Interestingly, the collection is juxtaposed with other less flamboyant displays such as “Affordable New York” and “Jacob A Riis: Revealing New York’s Other Half,” which incidentally mimics the makeup of our actual city, where poor and rich live in close proximity.
Upon entering, the gallery is divided into various sections. Most noticeable are several display cases around the perimeter featuring ornate jewelry of the time — the majority was designed by Tiffany or Marcus & Co. Literature provided in the studio explains that by The Gilded Age, American’s taste evolved from archaeological-style ornaments of Italy to pearls and diamonds made in Paris.
A variety of brooches featuring fine gemstones are featured.
A dog collar necklace adorned with diamonds and pearls is a real standout…
…as is this Marcus & Co. necklace.
As with the uber-rich of any time period, clothing styles and quality separated them from the masses. During the late 1800’s Parisian design was de rigueur, with gowns by couturier Charles Frederick Worth being the most coveted.
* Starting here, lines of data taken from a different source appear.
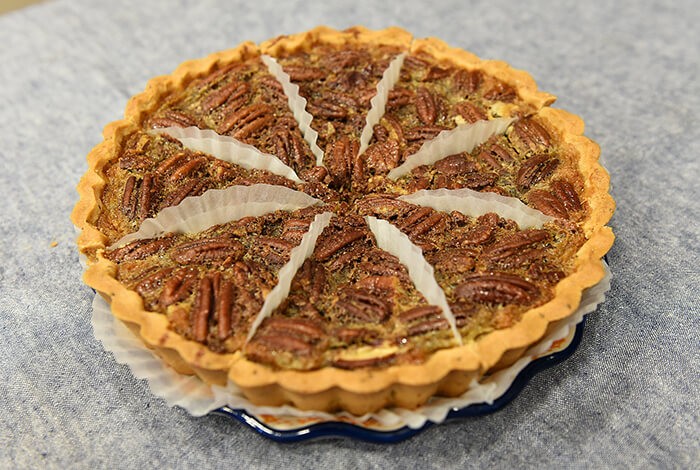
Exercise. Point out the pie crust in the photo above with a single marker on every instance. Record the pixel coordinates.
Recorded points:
(446, 371)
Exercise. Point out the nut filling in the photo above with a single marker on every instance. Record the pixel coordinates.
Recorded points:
(357, 298)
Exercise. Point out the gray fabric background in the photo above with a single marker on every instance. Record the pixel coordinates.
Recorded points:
(627, 398)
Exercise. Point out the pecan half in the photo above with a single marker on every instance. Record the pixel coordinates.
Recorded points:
(327, 110)
(496, 288)
(454, 165)
(247, 120)
(233, 92)
(381, 157)
(513, 244)
(567, 195)
(548, 203)
(140, 249)
(500, 91)
(534, 170)
(173, 118)
(208, 250)
(331, 244)
(363, 306)
(300, 73)
(426, 107)
(467, 81)
(532, 135)
(178, 287)
(470, 112)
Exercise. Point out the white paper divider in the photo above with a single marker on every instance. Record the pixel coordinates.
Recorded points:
(463, 138)
(378, 102)
(218, 206)
(396, 243)
(228, 149)
(286, 274)
(475, 203)
(297, 104)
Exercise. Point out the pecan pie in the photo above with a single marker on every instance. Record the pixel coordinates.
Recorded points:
(343, 219)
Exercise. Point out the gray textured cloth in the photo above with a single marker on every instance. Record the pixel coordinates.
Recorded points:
(628, 397)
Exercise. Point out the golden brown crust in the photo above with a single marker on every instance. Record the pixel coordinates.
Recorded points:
(522, 81)
(448, 371)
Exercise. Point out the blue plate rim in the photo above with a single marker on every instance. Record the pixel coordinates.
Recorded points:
(339, 429)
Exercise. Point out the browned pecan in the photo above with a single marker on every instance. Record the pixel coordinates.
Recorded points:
(173, 118)
(343, 99)
(548, 203)
(534, 170)
(134, 161)
(173, 161)
(434, 221)
(454, 165)
(467, 81)
(289, 147)
(340, 156)
(129, 197)
(140, 249)
(482, 232)
(566, 193)
(413, 62)
(513, 244)
(423, 132)
(426, 326)
(421, 313)
(381, 134)
(298, 327)
(293, 230)
(363, 306)
(224, 303)
(147, 195)
(349, 256)
(470, 112)
(532, 134)
(342, 60)
(208, 250)
(178, 287)
(381, 157)
(153, 281)
(363, 363)
(315, 174)
(303, 73)
(354, 335)
(436, 73)
(500, 91)
(377, 283)
(415, 216)
(426, 108)
(246, 120)
(549, 274)
(493, 155)
(187, 169)
(383, 264)
(327, 110)
(399, 97)
(202, 308)
(453, 260)
(395, 128)
(273, 87)
(232, 92)
(192, 187)
(496, 288)
(384, 206)
(331, 244)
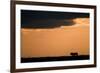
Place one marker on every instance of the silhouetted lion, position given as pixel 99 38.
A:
pixel 74 54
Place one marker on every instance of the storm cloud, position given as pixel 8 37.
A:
pixel 48 19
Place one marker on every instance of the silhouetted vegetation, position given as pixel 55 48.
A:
pixel 60 58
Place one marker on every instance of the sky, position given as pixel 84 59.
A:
pixel 45 33
pixel 47 19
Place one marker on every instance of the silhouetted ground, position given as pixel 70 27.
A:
pixel 60 58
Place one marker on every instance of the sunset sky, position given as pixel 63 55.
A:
pixel 45 33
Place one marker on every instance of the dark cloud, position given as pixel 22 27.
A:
pixel 47 19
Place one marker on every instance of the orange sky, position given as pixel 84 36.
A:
pixel 56 41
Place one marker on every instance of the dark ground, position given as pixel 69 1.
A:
pixel 60 58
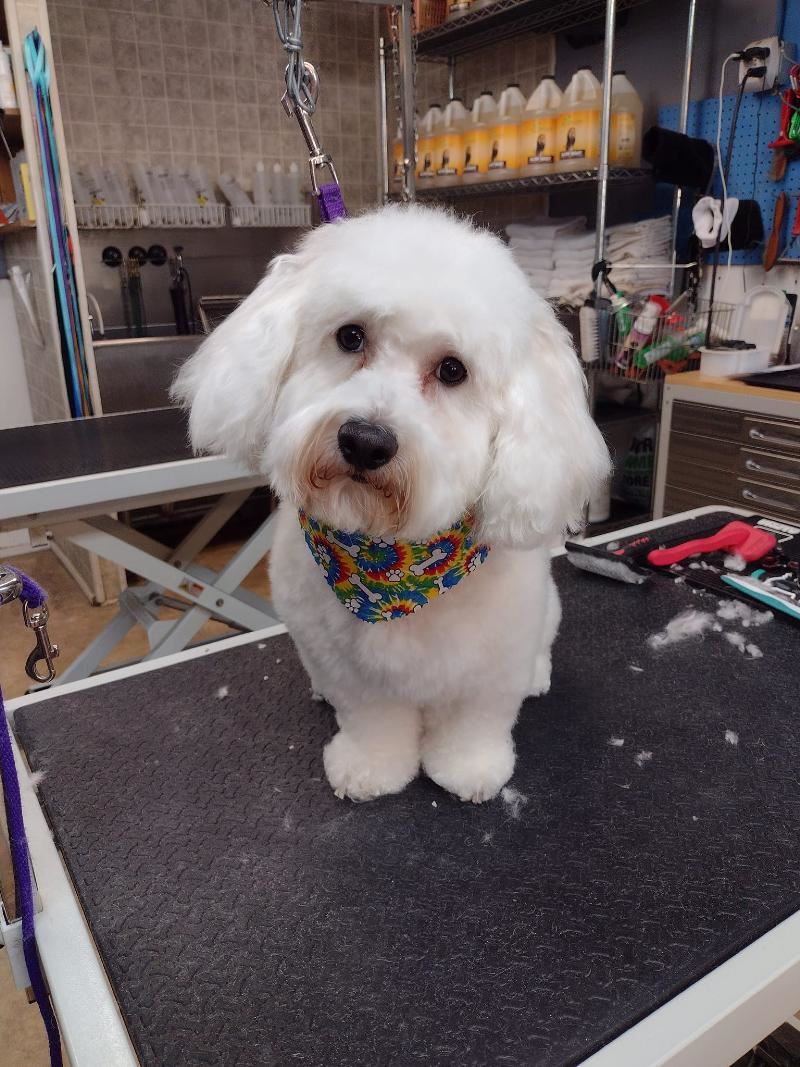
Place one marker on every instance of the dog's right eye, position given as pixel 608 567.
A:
pixel 351 338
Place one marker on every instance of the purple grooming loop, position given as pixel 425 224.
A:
pixel 32 595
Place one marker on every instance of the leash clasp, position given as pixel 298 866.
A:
pixel 35 619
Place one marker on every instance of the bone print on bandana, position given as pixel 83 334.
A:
pixel 378 579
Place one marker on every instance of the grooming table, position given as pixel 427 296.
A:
pixel 623 916
pixel 69 478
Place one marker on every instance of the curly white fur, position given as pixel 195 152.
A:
pixel 514 443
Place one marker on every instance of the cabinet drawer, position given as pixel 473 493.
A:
pixel 688 448
pixel 769 499
pixel 683 474
pixel 702 420
pixel 676 499
pixel 778 436
pixel 770 467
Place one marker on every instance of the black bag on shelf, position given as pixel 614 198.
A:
pixel 677 159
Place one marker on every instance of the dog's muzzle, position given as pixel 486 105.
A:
pixel 365 445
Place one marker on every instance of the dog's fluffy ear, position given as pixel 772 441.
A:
pixel 548 456
pixel 232 382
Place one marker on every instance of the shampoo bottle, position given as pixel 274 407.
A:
pixel 505 154
pixel 478 139
pixel 578 123
pixel 539 129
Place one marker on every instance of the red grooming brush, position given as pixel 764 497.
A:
pixel 747 541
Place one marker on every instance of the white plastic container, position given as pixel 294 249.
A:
pixel 292 185
pixel 578 123
pixel 450 158
pixel 397 157
pixel 625 143
pixel 478 139
pixel 8 92
pixel 261 193
pixel 505 157
pixel 726 362
pixel 539 129
pixel 430 130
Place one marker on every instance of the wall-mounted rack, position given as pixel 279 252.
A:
pixel 577 179
pixel 502 19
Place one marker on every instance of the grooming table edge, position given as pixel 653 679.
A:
pixel 710 1023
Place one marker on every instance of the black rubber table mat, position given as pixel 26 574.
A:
pixel 53 450
pixel 249 918
pixel 779 380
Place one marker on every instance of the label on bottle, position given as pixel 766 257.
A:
pixel 426 158
pixel 538 140
pixel 397 162
pixel 450 155
pixel 579 134
pixel 505 148
pixel 477 150
pixel 623 138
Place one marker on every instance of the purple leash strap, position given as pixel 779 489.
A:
pixel 331 203
pixel 33 596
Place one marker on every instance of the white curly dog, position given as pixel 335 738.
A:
pixel 392 376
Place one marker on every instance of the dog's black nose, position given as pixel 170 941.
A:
pixel 365 445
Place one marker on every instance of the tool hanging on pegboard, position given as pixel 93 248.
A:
pixel 786 145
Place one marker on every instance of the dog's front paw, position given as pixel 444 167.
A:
pixel 541 682
pixel 361 773
pixel 474 769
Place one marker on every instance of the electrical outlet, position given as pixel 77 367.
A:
pixel 772 63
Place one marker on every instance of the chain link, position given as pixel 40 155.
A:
pixel 302 86
pixel 395 37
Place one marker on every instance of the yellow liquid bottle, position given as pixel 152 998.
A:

According to the Museum’s curator Phyllis Magidson, because Worth never traveled, those desiring his fancy and exorbitant threads would have to travel to Paris multiple times for fittings. This spoke volumes about their financial capabilities. So much more significant than simply bearing a fancy handbag with a designer logo on it!
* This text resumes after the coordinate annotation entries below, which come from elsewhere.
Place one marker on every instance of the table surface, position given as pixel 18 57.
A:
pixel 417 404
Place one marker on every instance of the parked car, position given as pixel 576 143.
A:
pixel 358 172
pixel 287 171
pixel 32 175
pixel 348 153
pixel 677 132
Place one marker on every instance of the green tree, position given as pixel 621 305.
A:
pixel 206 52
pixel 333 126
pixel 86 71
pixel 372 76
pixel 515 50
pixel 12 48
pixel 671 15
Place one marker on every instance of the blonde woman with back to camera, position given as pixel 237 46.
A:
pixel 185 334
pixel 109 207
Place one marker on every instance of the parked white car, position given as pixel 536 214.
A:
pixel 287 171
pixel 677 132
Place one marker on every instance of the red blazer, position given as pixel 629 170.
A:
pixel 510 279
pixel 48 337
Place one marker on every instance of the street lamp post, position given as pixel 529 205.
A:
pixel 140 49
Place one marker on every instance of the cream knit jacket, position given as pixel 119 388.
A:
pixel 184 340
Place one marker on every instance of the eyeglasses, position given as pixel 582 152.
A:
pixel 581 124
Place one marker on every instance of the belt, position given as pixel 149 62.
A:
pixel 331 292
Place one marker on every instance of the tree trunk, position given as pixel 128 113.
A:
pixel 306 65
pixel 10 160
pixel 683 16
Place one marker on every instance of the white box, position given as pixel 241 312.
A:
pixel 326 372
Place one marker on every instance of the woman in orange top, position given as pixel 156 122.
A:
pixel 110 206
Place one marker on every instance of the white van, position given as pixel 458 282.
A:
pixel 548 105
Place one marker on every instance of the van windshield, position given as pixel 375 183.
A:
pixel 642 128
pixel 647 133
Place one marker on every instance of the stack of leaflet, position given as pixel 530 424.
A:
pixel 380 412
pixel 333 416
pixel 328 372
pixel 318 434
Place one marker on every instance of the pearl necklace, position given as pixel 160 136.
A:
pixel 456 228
Closer to home in Manhattan, “Ladies Mile” — an area devoted to the highest fashion designs for women — ran from 14th to 23rd Streets from Broadway to Sixth Avenue.
Because of the fragility of the costumes’ fabric, clothing pieces are rotated at least every three and a half months, according to Magidson (so the dress featured above may or may nor be on display when you stop by).
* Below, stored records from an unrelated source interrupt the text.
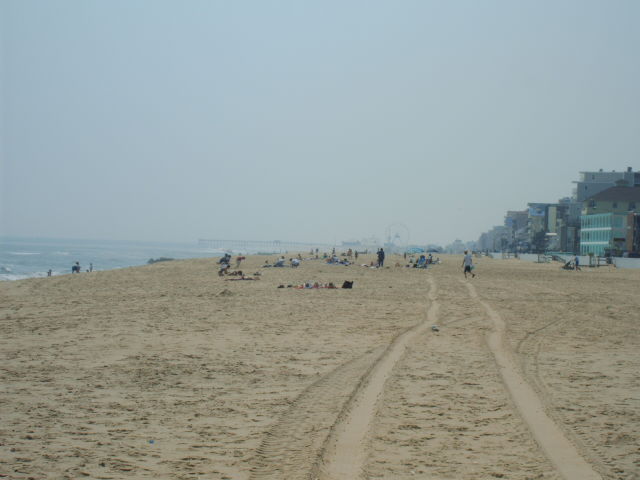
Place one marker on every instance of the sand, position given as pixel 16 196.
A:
pixel 170 372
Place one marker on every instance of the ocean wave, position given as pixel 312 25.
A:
pixel 7 277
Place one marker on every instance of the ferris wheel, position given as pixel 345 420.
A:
pixel 397 236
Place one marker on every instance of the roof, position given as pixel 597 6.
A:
pixel 617 194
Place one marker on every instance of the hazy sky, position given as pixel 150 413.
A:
pixel 307 121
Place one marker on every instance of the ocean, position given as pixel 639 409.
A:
pixel 30 257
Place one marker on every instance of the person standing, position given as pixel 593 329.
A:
pixel 467 263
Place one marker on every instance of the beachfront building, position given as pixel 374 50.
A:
pixel 592 183
pixel 516 223
pixel 609 222
pixel 563 220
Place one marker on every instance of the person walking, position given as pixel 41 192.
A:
pixel 467 263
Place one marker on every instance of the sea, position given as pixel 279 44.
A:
pixel 22 258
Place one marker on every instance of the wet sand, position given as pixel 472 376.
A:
pixel 169 371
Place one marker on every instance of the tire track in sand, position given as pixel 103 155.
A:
pixel 291 447
pixel 560 451
pixel 346 449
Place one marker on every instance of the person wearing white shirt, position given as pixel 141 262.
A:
pixel 467 263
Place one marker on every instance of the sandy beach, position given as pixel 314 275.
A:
pixel 169 371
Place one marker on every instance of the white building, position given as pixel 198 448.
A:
pixel 591 183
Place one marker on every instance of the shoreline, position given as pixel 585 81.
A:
pixel 168 370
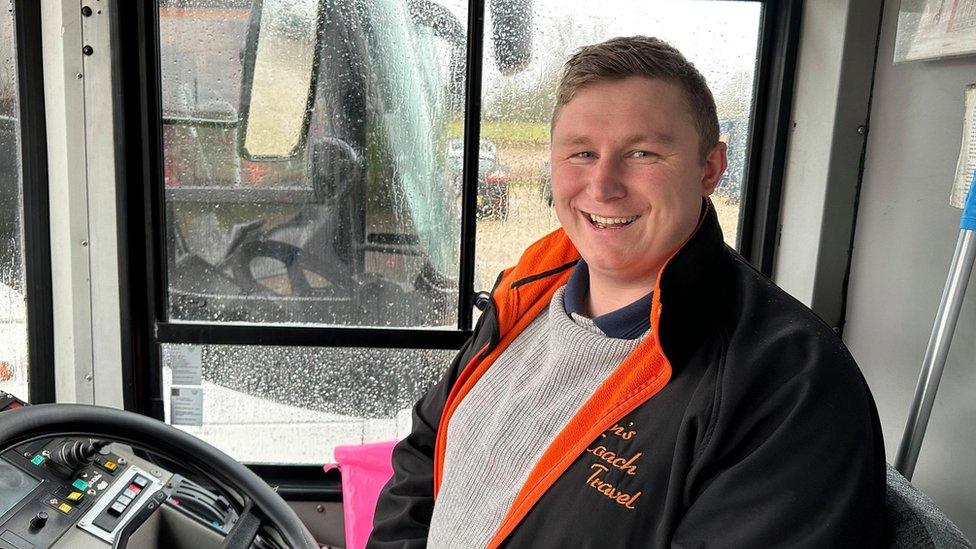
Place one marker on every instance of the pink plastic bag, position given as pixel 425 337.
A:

The current exhibit features a rather theatrical burgundy velvet dress by Worth. The floor-length skirt has a pronounced bustle, finishing in an extensive train and the skirt even has a small pocket on the seam.
It is displayed against a backdrop of an ornate marble fireplace and gilded chandelier which were once housed in the home of Henry Harkness Flagler, the wealthy son of a financier.
In a nearby display case leather opera gloves bearing mother of pearl buttons are highlighted as well as a glove stretcher. In surrounding display cases reside elaborate fans, hairpins and vanity sets that were common for affluent women to possess, as well as luxe masculine personal items such as a men’s dresser set, gold lighter, silver flask and ivory, gold and wood cane.
Display cases devoted to decorative arts of the time period also abound, illuminating elaborate silver pieces, ceramics and crystal displays, as well as ornate Venetian glass vessels.
Lastly, the gallery’s perimeter showcases portraits of key players of the American aristocracy in all their glory.
It was common for many affluent New Yorkers to commission portraits to be painted abroad — a sort of nod to many affluent celebs’ selfie obsessions today. A pamphlet explaining the background of the highlighted paintings explains that the portraits on view capture a range of the city’s most prominent families such as: Mrs. William Bayard Cutting, whose husband was a member of the merchant aristocracy; Virigina Stern, wife of department store owner Isaac Stern; and the family portrait of “Cornelia Ward Hall and Her Children.” (Think: Kris Jenner and her brood of Kardashians.)
An accompanying book may be viewed in the gallery or purchased in the Museum’s gift shop.